昔、まねきねこさんから印象深いメッセージをいただいたreviewがあったので、のっけておきます。

刑務所の中

「お母さん、そりゃないよ」と、言い続けていたような気もする子供時代。いわゆる教育ママではなかったけれど、彼女なりの掟や信念にのっとった躾にはやたらと厳しかったっけ。独特の彼女のこだわりを書くのはここでは割愛するものの、極めつけが、高校時代の出来事だった。

拘置所に行けと言う。おじさんが傷害事件で捕まったから、拘置所まで面会に行って来いと言う。明日学校が終わったら、その足で、差し入れの風呂敷包みを抱えて、会いに行ってこいと言う。参った。女子高校生の私はかなり参った。行きたくないよう、怖いよう、みっともないよう、人に見せられないよう。必死に訴えたモノの、社会勉強だから、その一点張りでゆずらない。さらには、それぐらい出来なくてどうすると変な理屈で押しまくってくる。まさに「お母さんそりゃないよ」ここに極まれり、だ。

さて、花輪和一の「刑務所の中」である。あの日あんなにびくびく入っていった拘置所が今更ながらもったいないような気さえしてくる。面会室でおじさんを目の前にして、訳も分からず泣き出してしまったあの日の自分というのも、随分間抜けな気もしてくる。おじさんの方だって困っただろう。「なんで来たんだ?」と言ったっきり絶句した気持ちも分からなくもない。そんなことをツラツラ思い出しながら、この漫画を読んだ。

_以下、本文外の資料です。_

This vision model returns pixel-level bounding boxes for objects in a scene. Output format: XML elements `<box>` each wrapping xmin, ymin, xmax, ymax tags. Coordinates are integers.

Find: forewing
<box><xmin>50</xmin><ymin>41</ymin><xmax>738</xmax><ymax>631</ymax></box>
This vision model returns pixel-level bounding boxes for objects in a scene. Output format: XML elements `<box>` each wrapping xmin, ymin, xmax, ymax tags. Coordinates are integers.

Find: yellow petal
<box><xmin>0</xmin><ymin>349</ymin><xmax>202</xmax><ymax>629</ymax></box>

拘置所での、刑務所での克明な記録漫画とでも言おうか。コト細かい記憶と細部へのこだわりに、ココロが静まり、ほほえましくさえ感じてしまう。なんとも不思議な空気と時間が流れている。この人の感じている時折の寂しさは、刑務所の中だろうが、外だろうが変わらないモノなんだろうなあ。

刑務所に入ったからといって、悔い改めるといった雰囲気もない。たしかに懲りてはいるだろうが、妙な充実感まで伝わってくる。何だか他人事ではない親近感まで伝わってくる。刑務所に入れるということは、どれほどの意味をなすモノなんだろう。そこで行われている、細かい規則、細かい取り決めが、どんな意味を持つのだろう。あらゆるコトに順応していくモノなんだなあ。最初の違和感、窮屈な感じはどこへやら、私もすぐに刑務所の日常に馴染んでしまったような気分。その中でそこそこの楽しみを簡単に見つけてしまうモノなんだなあ。

甘いモノに恋い焦がれる人たち、5人部屋で修学旅行のようにはしゃぐ人たちは、どんどん無邪気に映ってくる。そしたらここに入れることで幾分かでもココロの慰めになる人たちの気持ちは、報われないなあ。なんて。

人間が生きていくということは、とんな時でもどこか間が抜けていて、暖かいおかしみを帯びたモノなんだなあ。

誰もが作者のようにそこに馴染み、やっていくとは限らない。それでも、懲罰房で黙々と袋貼りの仕事をしながら「すごく充実している 誰とも会わなくてもいいし 仕事は頭を使わなくていいし これは自分にぴったりの仕事だな」と呟く作者に親近感を覚えている私というのも、何か少しまずいような気もするのだが。もしかしたら誰のココロにもあるひっそりとした欲望なのかもしれないな。こういうのって。

あの日、社会勉強と言い放った母親は少し強引だったけれど、自分の弟が拘置所や刑務所にお世話になろうとも、どんどん会いに行かせたというのは、何だかそれはそれですごいことのようにも思えてくる。あの日、面会室のガラス越しに対面したおじさんも、小指はないけれど今はすっかりかたぎで頑張っている。義理人情に厚いいい人だ。あつすぎではあるモノのそれがおじさんの良い所。いつまでもパンチパーマで頑張って欲しいモノである。